Training Iraqi Army pilot
Chief Warrant Officer Robert Grosnick, helicopter pilot, Program Executive Office Aviation, shows an Iraqi pilot the different controls on the T-407 before test flying the aircraft during a recent partnership day in Iraq. The training helicopters will help train qualified Iraqi Army pilots to operate and maintain the Iraqi Army-407 Armed Scout Helicopters, which are scheduled to be fielded by the end of 2011.

CAMP TAJI, Iraq -- The recent arrival of three Bell T-407 training helicopters at Camp Taji, Iraq, will help to train qualified Iraqi Army pilots to operate and maintain the helicopters, as well as rapidly accelerate the fielding and utilization of Iraqi 407 Armed Scout Helicopters which are scheduled to be fielded here by the end of 2011.

"To receive the aircraft is something like a dream that became a reality," said Lt. Col. Abbas, a commander and instructor pilot with 21st Squadron, Iraqi Army Aviation Command.

"The arrival of these new, high-technology helicopters is a result of a great deal of hard work by the team comprised of both Iraqi and U.S. airmen," said Air Force Brig. Gen. Scott Hanson, director of Iraq Training and Advisory Mission-Air Force, and commander of the 321st Air Expeditionary Wing.

The aircraft were a large part of the package, which included initial spares, ground support equipment and tools, and aircraft maintenance through contractor logistics support.

The delivery of the T-407 aircraft is critical to building a modern, dependable capability in the Iraqi Army Aviation command, Hanson said.

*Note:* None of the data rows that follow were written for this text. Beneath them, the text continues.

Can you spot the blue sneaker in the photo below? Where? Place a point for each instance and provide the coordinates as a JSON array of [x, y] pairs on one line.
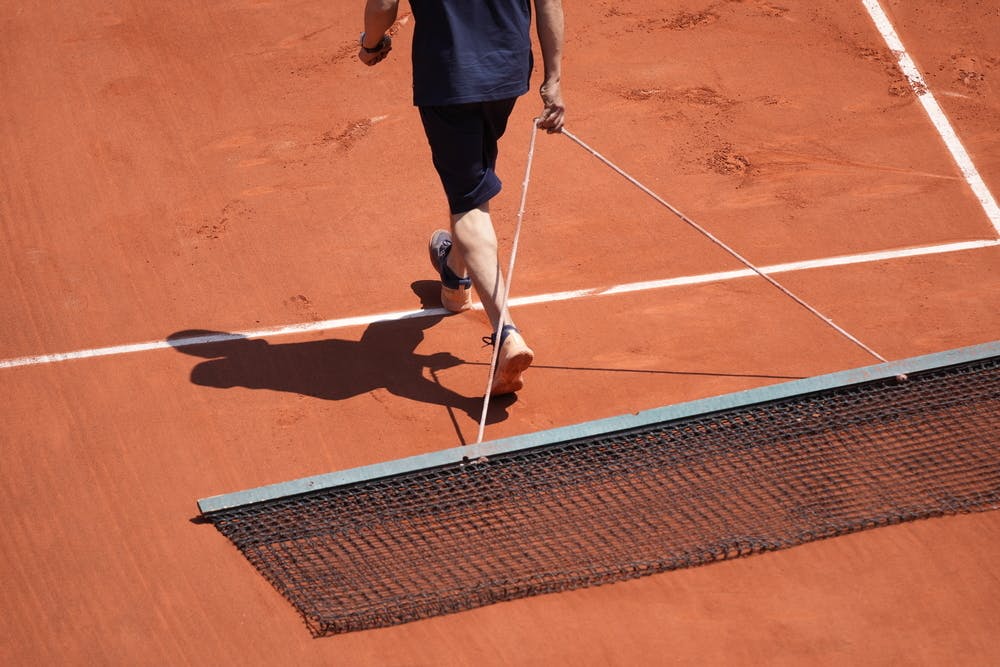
[[456, 292]]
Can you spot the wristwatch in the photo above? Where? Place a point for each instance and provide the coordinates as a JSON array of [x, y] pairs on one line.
[[382, 43]]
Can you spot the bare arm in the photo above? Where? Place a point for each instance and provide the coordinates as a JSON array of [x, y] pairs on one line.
[[549, 24], [379, 17]]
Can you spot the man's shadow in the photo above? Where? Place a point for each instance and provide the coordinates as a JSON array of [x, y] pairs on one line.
[[336, 369]]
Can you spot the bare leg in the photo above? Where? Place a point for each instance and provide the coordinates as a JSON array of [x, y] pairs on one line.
[[475, 252]]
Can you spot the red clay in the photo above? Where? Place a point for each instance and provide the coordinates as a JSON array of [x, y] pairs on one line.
[[230, 166]]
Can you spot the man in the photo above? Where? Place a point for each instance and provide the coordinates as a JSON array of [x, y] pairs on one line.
[[471, 61]]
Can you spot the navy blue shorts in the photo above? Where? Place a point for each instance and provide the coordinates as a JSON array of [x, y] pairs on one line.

By training with qualified instructor pilots, a large number of Iraqi pilots will be ready to operate and maintain the IA-407.

"I'd love to see their military have a great capability with these Armed Scout Helicopters so they can establish and maintain stability in their country, which is the overall intent," said Chief Warrant Officer Jason Glenn, a Redstone Test Center, Ala., experimental test pilot.

The armed aircraft will enhance the capability of Iraqi forces to see what is occurring on the ground and increase their ability to support counter-terrorism activities by sending the information through Intelligence, Surveillance and Reconnaissance technology (ISR) to Iraqi Army ground forces.

"For the Iraqis to have an ISR capability with cutting-edge technology in avionics, it gives them the ability to protect themselves, the people of Iraq and ensure they provide a very formidable counter-terrorism capability," said Air Force Maj. Scott Fitzner, a foreign military sales case manager with United States Forces - Iraq.

"It's our duty to protect and help Iraqi people feel most safe in their homes and towns, and to keep our people from the harm and pain they've been seeing for many years," Abbas said.

"With these aircraft, plus the skilled pilots and maintenance technicians being developed, these T-407s will greatly enhance Iraqi Security Forces and their ability to protect and defend the people of this nation," Hanson said.

The United States remains committed to working with Iraq as a strategic partner in an effort to ensure peace and security for their country.

"I want to thank all of our friends from the United States because they are always committed to supporting Iraq's journey in democracy and helping us keep security and fight terrorism," said Iraqi Army Gen. Babakir, commander of Iraq's armed forces and Ministry of Defense chief of staff.

"The U.S. is looking to establish a long-term partnership with Iraq and this is an important stepping stone to making that happen. The Iraqis are doing extremely well at taking this new technology and learning, training and equipping themselves, as well as putting it into practice," Fitzner added.